With the advent of ‘big-data,’ is there still room for intuition and emotion in business decision-making?
Based on my own experience working with business leaders in large organizations as well as small, success is all about making the right decisions at the right time. Some people believe it’s all about intuition and experience, while others are fanatics in gathering data, doing the analysis, and suppressing intuition and experience. I’m a proponent of always striking the right balance.
I’m sure you all agree that all decisions are not the same, with some being strategic for your future, and others required due to daily operational crises. For some, data collection and analysis is key, while others benefit from using intuition to get instant action. I’m always looking for some insight on how to recognize the parameters that strike that balance between data and intuition.
I found some good guidance in a new book, “Decisions over Decimals: Striking the Balance between Intuition and Information,” by Christoper Frank, Paul Magnone, and Oded Netzer. These seasoned executives and educators bring a pragmatic mix of scientific research and real-world experience to guide you, with my additions, through the following seven decision-making steps:
1. Re-affirm every case and need for a change decision.
This is an important first step, since people often resist making any decision, even when the data is clear. You need to clearly show the dissatisfaction and pain of making no decision, as well as a clear vision of the ideal state. Address resistance factors, and why the decision must be made now.
The most challenging cases are the ones where your intuition tells you that you need to be looking ahead for new growth opportunities, because the market landscape is new, and there is little quantitative data yet. Don’t be afraid to rely on your intuition here.
2. Provide absolute clarity on the desired outcome.

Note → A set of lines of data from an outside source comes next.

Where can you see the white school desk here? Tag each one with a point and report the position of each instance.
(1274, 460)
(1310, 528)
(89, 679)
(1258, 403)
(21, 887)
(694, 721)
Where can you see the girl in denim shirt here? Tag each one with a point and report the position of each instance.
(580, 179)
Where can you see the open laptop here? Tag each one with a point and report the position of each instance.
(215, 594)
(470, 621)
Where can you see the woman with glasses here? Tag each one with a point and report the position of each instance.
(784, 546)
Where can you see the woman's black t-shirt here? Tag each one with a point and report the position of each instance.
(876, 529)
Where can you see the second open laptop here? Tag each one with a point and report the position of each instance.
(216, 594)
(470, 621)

Most teams and clients are quick to conclude on what they don’t want, but have disparate views on the best solution. You need to be clear on what success looks like, and be careful to avoid overengineering a decision with too much data or process, reducing the speed of arriving at a decision.
Another key to this step is to continually communicate your company mission and values to all your constituents. These will solidify who you are, what you stand for, and where you’re going next. Amazingly, I still find many decision makers out of touch with these.

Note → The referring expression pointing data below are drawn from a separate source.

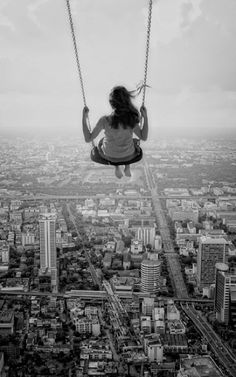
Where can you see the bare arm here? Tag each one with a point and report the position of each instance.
(88, 135)
(142, 132)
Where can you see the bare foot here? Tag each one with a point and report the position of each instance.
(118, 172)
(127, 171)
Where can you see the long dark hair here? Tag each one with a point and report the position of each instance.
(125, 112)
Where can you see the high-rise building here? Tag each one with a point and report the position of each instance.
(232, 306)
(27, 238)
(48, 252)
(225, 280)
(146, 234)
(158, 242)
(4, 252)
(150, 275)
(211, 251)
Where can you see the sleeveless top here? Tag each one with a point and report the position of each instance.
(117, 144)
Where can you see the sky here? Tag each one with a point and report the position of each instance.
(191, 73)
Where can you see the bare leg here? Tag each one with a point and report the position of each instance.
(118, 172)
(127, 171)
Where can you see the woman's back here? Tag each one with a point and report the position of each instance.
(117, 142)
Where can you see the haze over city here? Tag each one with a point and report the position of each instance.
(118, 259)
(191, 66)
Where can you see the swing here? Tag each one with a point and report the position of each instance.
(95, 155)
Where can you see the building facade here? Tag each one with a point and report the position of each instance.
(48, 252)
(225, 279)
(150, 275)
(211, 251)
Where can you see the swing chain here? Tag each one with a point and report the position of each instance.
(76, 51)
(77, 60)
(147, 50)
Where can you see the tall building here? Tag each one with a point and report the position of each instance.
(4, 252)
(225, 280)
(211, 251)
(146, 234)
(48, 251)
(28, 238)
(232, 306)
(150, 275)
(158, 242)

3. Clarify how and if a decision must be reversible.
Most people don’t like to make irreversible decisions, due to the risk of failure and long-term potential consequences. Identify key points in the process where the decision can no longer be undone, and provide data on when and if the scope of the decision can be reduced to be reversible.
4. Break a large decision into many smaller steps.

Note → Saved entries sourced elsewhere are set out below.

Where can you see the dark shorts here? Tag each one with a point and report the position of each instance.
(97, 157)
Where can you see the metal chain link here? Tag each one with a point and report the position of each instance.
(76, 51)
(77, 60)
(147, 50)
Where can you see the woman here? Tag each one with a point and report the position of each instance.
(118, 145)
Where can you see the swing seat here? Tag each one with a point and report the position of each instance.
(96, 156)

I have found that skilled decision-makers always break down the overall decision into micro-decisions that require less time and/or have lower risk. This may not be the shortest distance between points A and B, but like sailboats tacking, you can handle new data, priority changes, and redirections.
5. Match every decision to skills, people and timing.
Decisions in a crisis situation need to be made quickly, as opposed to strategic changes which may require key leaders or technologists. For most business decisions, I recommend smaller teams with short timelines to keep the focus on the nimbleness required in today’s fast-paced economy.
6. Pressure test every decision – explore the extremes.
Usually this means running a pilot program and looking for outliers in the data and subjective feedback from customers. Another extreme may be the impact of doubling the budget, or cutting the price in half. For required fast decisions, consider the impact of an extended data gathering process.
7. Balance data versus intuition, and seek consent.
Consent is about making fast, smart, decisions, based on data and experience, and moving on. I do not recommend consensus decision making in business, where everyone has a say, and everyone agrees on a solution, since this too often leads to vanilla decisions and lost agility.
I recognize that the advent of “big data” and the Internet has led to a driving force to always rely on real data, and less intuition, in making business decisions. Yet I caution all of you to not forget the power of your own insights and opinions, and balance your data analysis against the forces driving the need for change, most notably including timing and customer needs in the future.